Storie di partigiani: Pansa narra “Bisagno” e il mistero della morte

Il giornalista pubblica “Uccidete il comandante bianco” sulla figura del cattolico Gastaldi. Un’ombra come a Porzûs

In un libro che ha fertile terreno storico, Giampaolo Pansa contrappone il tragico duello tra due visioni della storia. Una che si rifà a una valutazione “debole” dell’ideologia come guida neutra dei comportamenti collettivi e di valori condivisibili;l’altra che si rifà a una valutazione “forte” come strumento corretto e alterato della nozione di falsità,concetto negativo,con mistificazioni e falsa coscienza di una credenza politica.

Nel volume “Uccidete il comandante bianco. Un mistero nella Resistenza” (edito da Rizzoli) Pansa torna a indagare sulla vita e sulla tragica misteriosa morte del comandante partigiano Aldo Gastaldi “Bisagno” (nome del torrente che attraversa Genova, sua città natale) posizionata tra le amare e tragiche divisioni culminate nella sconfitta dei nazi-fascisti, segnate da scontri politici di alta tensione. Bisagno da sempre viene definito “il primo partigiano di Italia”.

Come nella malga di Porzûs, febbraio 1945, i friulani hanno visto consumarsi un efferato scontro tra visioni contrapposte (vittime 17 partigiani cattolici della Divisione Osoppo. Gli assassini i partigiani comunisti della Divisione Garibaldi ,votati al credo stalinista),così sulla montagna genovese nella breve stagione della Resistenza lo scontro si riprodusse con uguale drammaticità.

Il libro di Pansa che, non ha il rigore della sua preziosa tesi di laurea “Guerra partigiana tra Genova e il Po” (edita poi da Laterza), si abbandona a congetture spesso infarcite di suggestioni letterarie, ma non perde l’orizzonte dei fatti. Il giovanissimo Bisagno,nato nel ’21, era un comandante “Santo ed Eroe” dicevano i suoi ragazzi : si allontanava dal campo per andare a messa e comunicarsi,comandava e agiva,rischiava la vita sempre in prima fila,amato come nessuno.

«Prima la Patria,poi il partito .Occorre fare la volontà dei partigiani e non di pochi,altrimenti a che serve parlare di democrazia?», scriveva in una direttiva Bisagno. E ancora: «Le formazioni conservino il carattere apolitico e cessino di essere di partito. Basta con la propaganda politica nei distaccamenti. Non lottiamo per avere domani un cadreghin (poltrona).
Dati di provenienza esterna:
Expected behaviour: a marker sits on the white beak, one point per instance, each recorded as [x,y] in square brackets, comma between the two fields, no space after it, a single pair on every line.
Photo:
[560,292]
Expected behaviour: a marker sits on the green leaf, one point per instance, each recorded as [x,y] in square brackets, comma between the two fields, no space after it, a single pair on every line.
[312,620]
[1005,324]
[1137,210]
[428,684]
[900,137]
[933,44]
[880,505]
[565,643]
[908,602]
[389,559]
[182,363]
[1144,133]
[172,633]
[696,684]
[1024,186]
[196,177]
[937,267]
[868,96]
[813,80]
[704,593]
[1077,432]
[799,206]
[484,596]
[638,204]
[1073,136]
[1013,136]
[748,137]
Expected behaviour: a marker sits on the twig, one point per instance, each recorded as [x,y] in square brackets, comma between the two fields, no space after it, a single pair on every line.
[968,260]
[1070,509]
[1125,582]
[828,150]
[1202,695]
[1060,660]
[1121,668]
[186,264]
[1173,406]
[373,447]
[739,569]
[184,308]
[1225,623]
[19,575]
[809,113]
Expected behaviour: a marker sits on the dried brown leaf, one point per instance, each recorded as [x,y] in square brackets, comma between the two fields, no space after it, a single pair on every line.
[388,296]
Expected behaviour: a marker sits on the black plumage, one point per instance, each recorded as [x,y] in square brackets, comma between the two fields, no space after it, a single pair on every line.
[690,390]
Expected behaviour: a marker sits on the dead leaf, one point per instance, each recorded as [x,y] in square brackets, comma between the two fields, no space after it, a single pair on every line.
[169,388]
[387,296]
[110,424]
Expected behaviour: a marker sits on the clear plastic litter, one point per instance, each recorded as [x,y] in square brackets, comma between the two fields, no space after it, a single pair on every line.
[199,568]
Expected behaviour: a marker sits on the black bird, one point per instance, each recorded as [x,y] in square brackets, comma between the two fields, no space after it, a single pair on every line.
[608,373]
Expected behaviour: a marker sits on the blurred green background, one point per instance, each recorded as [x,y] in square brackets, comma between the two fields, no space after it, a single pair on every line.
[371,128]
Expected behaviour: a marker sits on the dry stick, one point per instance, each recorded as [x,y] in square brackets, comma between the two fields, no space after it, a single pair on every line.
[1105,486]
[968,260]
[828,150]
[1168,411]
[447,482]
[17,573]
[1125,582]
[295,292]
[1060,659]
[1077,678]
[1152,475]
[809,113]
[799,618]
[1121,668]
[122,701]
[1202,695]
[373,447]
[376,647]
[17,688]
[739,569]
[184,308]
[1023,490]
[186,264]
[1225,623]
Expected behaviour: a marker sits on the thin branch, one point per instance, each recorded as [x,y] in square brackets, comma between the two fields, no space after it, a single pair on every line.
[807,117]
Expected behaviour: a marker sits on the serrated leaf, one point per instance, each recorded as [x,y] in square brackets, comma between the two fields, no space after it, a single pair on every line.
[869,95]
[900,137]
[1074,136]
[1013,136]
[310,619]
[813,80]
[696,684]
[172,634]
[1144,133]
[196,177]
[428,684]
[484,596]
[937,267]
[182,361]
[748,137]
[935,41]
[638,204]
Formiamo idea di italianità, non comunista o di altro partito per avere domani il voto delle coscienze e non dell’inganno». Il compagno di scuola e di lotta Elvezio Massai( Santo) ha sempre prodotto ineccepibili documenti scritti da Bisagno e chiarite sue battaglie contro i commissari politici che i comunisti volevano imporre nelle divisioni.

Suo avversario Antonio Ukmar (Miro) classe 1900, sloveno di Prosecco bollato cosí: «Miro ha incapacità militare,conserva la sua carica lontano dalla lotta di Liberazione solo ed esclusivamente per interessi politici». Nel marzo del ’45 ci fu tra le due fazioni un duro scontro risolto senza drammi, perché tutti i partigiani della VI divisione Cichero si schierarono con Bisagno,che lo sloveno voleva trasferire altrove . Bisagno aveva ammonito: «Griderò contro chiunque anche se il mio grido dovesse causarmi disgrazia o altro». E la disgrazia capitò nel maggio ’45 . Bisagno volle accompagnare a casa sul lago di Garda alcuni giovani partigiani. Salito sul tetto della cabina del camion ,guidato con imprudenza,a una curva presso Bardolino, Bisagno cadde e finì stritolato dalle ruote posteriori. Morì sul colpo. Era il 21 maggio 1945.A dire il vero a Genova nel mondo partigiano nessuno ,visti gli antefatti, ha mai creduto all’incidente.. Il coraggioso Massai scrisse: «Incidente o efferato delitto?». Sono state fatte plausibili congetture. Avvelenato da un caffè? Fatto cadere apposta? Pansa, lontano dalla dimensione dello storico, parla di confessione ricevuta da un anonimo senatore comunista: «Bisagno fu ammazzato». In una commemorazione avvenuta molti anni dopo si disse: «Come venuto da un mondo migliore a combattere per il nostro mondo». Peccato che oggi qualcuno in politica dichiari di poter di fare a meno della storia. La storia forse non è maestra di vita,ma è meglio conoscerla.